Note: The other way of solving this question is that we can put the value of K one by one in the options and lead it to the respected cosine formula. Whichever option is satisfied and results into $\dfrac{\cos \left( \alpha -\beta \right)}{\cos \left( \alpha +\beta \right)}$ will be the correct answer.
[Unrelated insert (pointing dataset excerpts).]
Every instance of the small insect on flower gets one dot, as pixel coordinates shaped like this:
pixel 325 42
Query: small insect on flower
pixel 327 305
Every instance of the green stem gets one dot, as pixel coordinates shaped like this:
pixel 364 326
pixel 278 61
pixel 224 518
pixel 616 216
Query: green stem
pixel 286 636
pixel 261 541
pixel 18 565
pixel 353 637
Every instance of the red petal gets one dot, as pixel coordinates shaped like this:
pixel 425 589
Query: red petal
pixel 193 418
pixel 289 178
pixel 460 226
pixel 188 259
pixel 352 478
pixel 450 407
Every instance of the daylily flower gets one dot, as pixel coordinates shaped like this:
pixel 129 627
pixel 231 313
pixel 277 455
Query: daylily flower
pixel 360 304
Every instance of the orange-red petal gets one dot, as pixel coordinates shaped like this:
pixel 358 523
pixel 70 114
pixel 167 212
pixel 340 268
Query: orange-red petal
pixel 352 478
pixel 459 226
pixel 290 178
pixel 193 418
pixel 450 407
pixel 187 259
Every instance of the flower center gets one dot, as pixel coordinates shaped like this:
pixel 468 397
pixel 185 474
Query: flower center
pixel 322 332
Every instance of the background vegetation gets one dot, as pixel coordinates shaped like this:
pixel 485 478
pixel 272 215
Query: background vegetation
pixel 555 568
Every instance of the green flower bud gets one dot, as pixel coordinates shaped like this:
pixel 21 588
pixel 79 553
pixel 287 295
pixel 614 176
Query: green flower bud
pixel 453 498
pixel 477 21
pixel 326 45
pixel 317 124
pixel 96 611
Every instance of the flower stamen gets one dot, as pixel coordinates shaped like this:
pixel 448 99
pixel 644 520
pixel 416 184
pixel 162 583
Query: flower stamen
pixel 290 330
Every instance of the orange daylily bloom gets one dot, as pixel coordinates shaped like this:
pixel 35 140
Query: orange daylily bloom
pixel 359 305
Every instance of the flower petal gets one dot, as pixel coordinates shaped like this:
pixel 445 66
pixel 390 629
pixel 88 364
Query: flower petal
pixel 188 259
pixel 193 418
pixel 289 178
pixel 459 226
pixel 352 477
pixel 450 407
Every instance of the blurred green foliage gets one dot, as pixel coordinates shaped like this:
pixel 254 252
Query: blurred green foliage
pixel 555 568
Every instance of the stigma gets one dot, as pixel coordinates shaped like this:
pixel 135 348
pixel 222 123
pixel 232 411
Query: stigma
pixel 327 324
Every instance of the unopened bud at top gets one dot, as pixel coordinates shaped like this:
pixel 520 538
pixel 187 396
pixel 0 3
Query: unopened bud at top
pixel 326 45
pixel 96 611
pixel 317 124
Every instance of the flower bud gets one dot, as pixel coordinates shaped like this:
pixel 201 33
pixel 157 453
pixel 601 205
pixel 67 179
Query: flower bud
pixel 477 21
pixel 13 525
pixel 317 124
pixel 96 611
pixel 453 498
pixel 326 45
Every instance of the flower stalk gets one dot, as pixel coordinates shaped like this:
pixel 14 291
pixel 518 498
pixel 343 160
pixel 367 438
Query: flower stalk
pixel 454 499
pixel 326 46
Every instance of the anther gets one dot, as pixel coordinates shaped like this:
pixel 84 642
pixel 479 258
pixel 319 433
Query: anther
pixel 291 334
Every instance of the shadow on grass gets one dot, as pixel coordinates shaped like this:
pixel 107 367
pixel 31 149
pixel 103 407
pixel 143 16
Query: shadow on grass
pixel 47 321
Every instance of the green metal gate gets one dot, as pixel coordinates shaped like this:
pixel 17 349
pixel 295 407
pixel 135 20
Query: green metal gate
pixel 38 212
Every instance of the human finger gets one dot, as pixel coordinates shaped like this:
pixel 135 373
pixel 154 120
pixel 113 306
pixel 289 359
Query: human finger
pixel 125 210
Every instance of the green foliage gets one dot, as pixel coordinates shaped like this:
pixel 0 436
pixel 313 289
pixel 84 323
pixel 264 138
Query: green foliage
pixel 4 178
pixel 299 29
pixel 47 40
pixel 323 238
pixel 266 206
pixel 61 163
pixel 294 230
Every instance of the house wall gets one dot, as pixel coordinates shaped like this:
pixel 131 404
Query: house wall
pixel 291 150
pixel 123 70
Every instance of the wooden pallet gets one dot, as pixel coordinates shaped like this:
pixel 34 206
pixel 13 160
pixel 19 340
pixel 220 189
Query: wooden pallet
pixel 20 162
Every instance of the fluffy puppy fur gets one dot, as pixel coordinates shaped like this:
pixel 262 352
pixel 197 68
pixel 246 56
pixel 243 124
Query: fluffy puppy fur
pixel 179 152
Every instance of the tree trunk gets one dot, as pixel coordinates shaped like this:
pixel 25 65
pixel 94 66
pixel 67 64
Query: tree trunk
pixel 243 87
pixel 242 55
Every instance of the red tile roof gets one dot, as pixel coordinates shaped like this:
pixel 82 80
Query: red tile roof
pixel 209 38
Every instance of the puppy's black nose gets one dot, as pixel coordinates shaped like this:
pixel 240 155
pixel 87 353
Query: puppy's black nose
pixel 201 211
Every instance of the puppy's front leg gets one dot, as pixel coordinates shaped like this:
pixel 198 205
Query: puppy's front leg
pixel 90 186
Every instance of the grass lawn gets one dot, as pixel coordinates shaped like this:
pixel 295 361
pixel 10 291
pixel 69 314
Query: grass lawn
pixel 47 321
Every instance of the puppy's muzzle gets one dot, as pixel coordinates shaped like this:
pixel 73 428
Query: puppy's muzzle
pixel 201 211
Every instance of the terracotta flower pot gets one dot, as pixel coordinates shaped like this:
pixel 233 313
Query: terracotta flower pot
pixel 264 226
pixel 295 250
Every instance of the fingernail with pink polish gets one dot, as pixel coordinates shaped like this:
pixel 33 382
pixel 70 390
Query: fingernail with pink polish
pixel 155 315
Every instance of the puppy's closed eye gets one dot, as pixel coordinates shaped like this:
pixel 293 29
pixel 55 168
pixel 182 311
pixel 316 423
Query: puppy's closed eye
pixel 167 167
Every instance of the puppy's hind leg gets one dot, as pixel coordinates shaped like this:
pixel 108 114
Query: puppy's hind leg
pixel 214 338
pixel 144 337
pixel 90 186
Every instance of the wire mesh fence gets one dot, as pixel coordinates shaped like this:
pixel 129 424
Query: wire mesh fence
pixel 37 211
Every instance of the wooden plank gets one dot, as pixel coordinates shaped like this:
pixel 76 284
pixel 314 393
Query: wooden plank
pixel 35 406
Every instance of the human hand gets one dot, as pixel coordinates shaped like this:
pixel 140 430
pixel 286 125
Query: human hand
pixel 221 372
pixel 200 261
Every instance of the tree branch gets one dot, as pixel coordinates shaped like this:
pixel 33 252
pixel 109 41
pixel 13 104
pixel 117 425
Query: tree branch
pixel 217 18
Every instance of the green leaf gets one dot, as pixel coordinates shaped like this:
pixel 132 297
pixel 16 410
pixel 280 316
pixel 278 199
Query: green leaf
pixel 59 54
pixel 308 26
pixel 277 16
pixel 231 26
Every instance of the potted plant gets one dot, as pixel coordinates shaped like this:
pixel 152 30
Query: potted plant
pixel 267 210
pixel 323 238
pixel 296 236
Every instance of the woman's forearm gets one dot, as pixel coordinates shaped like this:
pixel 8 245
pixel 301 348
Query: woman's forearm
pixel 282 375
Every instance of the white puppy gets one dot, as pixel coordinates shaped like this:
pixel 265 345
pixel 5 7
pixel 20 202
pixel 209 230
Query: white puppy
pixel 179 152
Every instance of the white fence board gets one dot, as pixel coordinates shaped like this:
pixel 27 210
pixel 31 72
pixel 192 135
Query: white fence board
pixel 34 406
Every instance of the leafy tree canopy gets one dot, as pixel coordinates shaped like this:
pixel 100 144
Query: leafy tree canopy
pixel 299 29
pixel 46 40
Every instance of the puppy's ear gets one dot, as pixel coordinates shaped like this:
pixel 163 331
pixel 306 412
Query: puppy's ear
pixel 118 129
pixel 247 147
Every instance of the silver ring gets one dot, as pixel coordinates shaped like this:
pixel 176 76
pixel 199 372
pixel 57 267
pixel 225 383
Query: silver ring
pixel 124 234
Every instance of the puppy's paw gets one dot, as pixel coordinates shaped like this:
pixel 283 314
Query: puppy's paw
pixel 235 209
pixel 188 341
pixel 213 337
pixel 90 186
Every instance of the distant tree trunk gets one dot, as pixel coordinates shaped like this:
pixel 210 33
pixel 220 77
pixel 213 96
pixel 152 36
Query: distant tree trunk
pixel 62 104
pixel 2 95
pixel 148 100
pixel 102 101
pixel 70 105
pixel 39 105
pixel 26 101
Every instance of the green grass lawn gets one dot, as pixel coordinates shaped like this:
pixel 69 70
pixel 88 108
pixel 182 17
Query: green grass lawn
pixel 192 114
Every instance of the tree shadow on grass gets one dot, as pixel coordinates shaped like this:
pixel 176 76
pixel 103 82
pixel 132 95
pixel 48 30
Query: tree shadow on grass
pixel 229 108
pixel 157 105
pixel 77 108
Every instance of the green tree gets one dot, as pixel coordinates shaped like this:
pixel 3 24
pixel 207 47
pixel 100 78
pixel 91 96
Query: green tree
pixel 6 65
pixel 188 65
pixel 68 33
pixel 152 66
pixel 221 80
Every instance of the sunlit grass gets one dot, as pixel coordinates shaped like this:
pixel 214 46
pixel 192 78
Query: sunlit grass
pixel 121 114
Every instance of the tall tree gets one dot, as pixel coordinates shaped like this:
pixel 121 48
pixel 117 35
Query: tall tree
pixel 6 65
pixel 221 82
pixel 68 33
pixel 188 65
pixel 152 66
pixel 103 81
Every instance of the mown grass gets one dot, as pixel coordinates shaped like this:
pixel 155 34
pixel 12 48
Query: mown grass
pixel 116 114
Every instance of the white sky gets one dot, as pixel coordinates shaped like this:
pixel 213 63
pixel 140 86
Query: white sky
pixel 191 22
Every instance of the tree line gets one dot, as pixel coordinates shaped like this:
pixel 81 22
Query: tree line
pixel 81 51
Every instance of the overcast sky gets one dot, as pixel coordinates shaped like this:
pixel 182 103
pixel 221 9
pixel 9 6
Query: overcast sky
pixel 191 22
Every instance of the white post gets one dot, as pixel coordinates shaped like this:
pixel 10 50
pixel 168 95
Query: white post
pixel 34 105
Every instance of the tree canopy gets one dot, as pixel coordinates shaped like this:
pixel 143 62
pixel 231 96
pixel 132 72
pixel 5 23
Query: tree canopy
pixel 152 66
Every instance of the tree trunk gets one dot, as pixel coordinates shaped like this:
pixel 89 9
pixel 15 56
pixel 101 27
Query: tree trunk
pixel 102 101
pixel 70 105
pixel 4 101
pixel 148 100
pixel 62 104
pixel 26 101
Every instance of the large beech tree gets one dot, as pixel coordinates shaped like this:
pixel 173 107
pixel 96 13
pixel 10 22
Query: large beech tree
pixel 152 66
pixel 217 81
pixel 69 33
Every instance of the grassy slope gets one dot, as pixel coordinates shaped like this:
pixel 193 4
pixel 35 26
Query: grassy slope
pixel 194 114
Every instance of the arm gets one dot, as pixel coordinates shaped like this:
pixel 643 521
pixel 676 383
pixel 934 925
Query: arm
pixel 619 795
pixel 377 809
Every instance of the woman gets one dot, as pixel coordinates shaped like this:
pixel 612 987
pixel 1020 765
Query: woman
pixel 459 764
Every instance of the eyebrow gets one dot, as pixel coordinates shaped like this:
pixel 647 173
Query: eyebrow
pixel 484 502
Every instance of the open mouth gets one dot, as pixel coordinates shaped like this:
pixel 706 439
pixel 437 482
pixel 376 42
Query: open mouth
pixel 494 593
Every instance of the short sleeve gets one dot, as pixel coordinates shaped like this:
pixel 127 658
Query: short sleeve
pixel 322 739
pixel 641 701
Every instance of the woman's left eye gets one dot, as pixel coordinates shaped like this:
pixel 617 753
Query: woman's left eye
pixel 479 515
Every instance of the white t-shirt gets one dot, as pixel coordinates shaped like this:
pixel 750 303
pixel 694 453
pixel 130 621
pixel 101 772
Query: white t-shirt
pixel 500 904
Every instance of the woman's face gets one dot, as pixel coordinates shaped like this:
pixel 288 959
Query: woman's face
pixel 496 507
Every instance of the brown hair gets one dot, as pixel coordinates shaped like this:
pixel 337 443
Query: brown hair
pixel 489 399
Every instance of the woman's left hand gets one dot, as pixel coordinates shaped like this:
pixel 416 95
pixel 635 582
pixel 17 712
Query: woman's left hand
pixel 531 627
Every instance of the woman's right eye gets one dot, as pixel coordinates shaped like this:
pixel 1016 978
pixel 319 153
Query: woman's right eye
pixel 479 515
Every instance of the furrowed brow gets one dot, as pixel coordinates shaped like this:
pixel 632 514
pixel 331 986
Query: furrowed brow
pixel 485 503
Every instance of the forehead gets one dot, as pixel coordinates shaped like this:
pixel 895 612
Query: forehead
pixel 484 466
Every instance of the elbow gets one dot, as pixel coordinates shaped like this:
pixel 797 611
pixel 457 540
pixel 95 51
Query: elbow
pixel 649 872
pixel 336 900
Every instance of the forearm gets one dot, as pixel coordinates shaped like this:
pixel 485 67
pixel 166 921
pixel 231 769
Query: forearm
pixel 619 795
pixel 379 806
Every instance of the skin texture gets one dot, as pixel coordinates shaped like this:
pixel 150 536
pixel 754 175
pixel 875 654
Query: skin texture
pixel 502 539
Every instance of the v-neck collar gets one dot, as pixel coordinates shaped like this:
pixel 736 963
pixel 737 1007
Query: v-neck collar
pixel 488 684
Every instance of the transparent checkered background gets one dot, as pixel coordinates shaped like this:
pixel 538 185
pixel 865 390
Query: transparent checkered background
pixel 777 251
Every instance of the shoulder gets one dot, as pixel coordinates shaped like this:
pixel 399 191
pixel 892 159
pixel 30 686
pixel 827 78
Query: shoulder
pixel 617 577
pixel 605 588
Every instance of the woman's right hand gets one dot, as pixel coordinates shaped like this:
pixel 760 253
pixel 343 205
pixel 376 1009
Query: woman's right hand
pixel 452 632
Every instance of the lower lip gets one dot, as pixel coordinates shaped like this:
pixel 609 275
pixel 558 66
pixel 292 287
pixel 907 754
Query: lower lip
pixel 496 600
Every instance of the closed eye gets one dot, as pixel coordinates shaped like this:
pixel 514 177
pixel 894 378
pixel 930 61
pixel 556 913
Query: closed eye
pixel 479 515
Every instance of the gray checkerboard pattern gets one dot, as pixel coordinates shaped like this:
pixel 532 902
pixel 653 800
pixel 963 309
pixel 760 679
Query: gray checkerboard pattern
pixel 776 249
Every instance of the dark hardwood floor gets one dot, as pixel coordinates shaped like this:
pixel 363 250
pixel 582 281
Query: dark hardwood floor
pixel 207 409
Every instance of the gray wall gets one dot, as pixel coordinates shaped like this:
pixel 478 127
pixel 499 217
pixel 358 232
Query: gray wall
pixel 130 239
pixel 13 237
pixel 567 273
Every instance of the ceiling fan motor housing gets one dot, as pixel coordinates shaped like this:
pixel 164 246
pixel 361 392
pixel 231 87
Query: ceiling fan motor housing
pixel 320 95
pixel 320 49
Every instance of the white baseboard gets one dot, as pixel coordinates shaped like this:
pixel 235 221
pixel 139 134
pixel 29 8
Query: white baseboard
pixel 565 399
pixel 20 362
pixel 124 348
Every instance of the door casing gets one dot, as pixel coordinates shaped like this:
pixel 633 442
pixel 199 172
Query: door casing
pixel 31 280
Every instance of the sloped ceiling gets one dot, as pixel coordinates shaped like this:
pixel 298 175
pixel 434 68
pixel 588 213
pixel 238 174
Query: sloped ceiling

For example we take the option (a) and substitute $K=\dfrac{\sin \left( \alpha \right)\sin \left( \beta \right)}{\cos \left( \alpha \right)\cos \left( \beta \right)}$ in it will result into,
$\begin{align}
  & \dfrac{1+K}{1-K}=\dfrac{1+\dfrac{\sin \left( \alpha \right)\sin \left( \beta \right)}{\cos \left( \alpha \right)\cos \left( \beta \right)}}{1-\dfrac{\sin \left( \alpha \right)\sin \left( \beta \right)}{\cos \left( \alpha \right)\cos \left( \beta \right)}} \\
 & \Rightarrow \dfrac{1+K}{1-K}=\dfrac{\dfrac{\cos \left( \alpha \right)\cos \left( \beta \right)+\sin \left( \alpha \right)\sin \left( \beta \right)}{\cos \left( \alpha \right)\cos \left( \beta \right)}}{\dfrac{\cos \left( \alpha \right)\cos \left( \beta \right)-\sin \left( \alpha \right)\sin \left( \beta \right)}{\cos \left( \alpha \right)\cos \left( \beta \right)}} \\
 & \Rightarrow \dfrac{1+K}{1-K}=\dfrac{\cos \left( \alpha \right)\cos \left( \beta \right)+\sin \left( \alpha \right)\sin \left( \beta \right)}{\cos \left( \alpha \right)\cos \left( \beta \right)-\sin \left( \alpha \right)\sin \left( \beta \right)} \\
\end{align}$
By the formulas $\cos \left( \alpha -\beta \right)=\cos \left( \alpha \right)\cos \left( \beta \right)+\sin \left( \alpha \right)\sin \left( \beta \right)$ and $\cos \left( \alpha +\beta \right)=\cos \left( \alpha \right)\cos \left( \beta \right)-\sin \left( \alpha \right)\sin \left( \beta \right)$ we will get $\dfrac{\cos \left( \alpha -\beta \right)}{\cos \left( \alpha +\beta \right)}=\dfrac{1+K}{1-K}$ which is the required answer here. We can also divide the numerator and denominator of the equation $\dfrac{\cos \left( \alpha -\beta \right)}{\cos \left( \alpha +\beta \right)}=\dfrac{\cos \left( \alpha \right)\cos \left( \beta \right)+\sin \left( \alpha \right)\sin \left( \beta \right)}{\cos \left( \alpha \right)\cos \left( \beta \right)-\sin \left( \alpha \right)\sin \left( \beta \right)}$ by $\sin \left( \alpha \right)\sin \left( \beta \right)$ also and we will get to the same result.